Low Power Video Processing for the Mobile SoC: How Analysis of HW-SW Partitioning Gets the Most from Embedded GPUs
In the highly competitive market for mobile devices, low power video processing is an important criterion for product success. Consumers of the latest smart phones, tablets, and cameras are looking for the best video experience with the least impact on battery life.

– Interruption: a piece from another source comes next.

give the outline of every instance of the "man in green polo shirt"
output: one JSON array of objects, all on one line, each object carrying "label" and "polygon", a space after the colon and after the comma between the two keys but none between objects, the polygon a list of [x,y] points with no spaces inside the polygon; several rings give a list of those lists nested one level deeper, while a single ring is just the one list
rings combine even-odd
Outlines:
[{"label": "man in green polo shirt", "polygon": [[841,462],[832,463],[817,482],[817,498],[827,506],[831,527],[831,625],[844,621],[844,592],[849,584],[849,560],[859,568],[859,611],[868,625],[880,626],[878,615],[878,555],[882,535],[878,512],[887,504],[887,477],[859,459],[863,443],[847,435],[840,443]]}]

To address these challenges, system designers are replacing fixed graphics hardware with the programmability and parallel processing of the embedded multicore GPU, or graphics processing unit. This strategy offloads the main CPU and maps the most demanding video processing tasks to the efficient GPU subsystem. But important questions remain: How many GPUs cores? Which software mapping provides the best result?
SoC architects can answer these questions early in the design process with solutions from Synopsys. In this webinar, you’ll see how Synopsys Platform Architect is used to efficiently explore and optimize the HW-SW partitioning and mapping of a real-time video encoding algorithm on to an example multicore SoC architecture for both performance and power.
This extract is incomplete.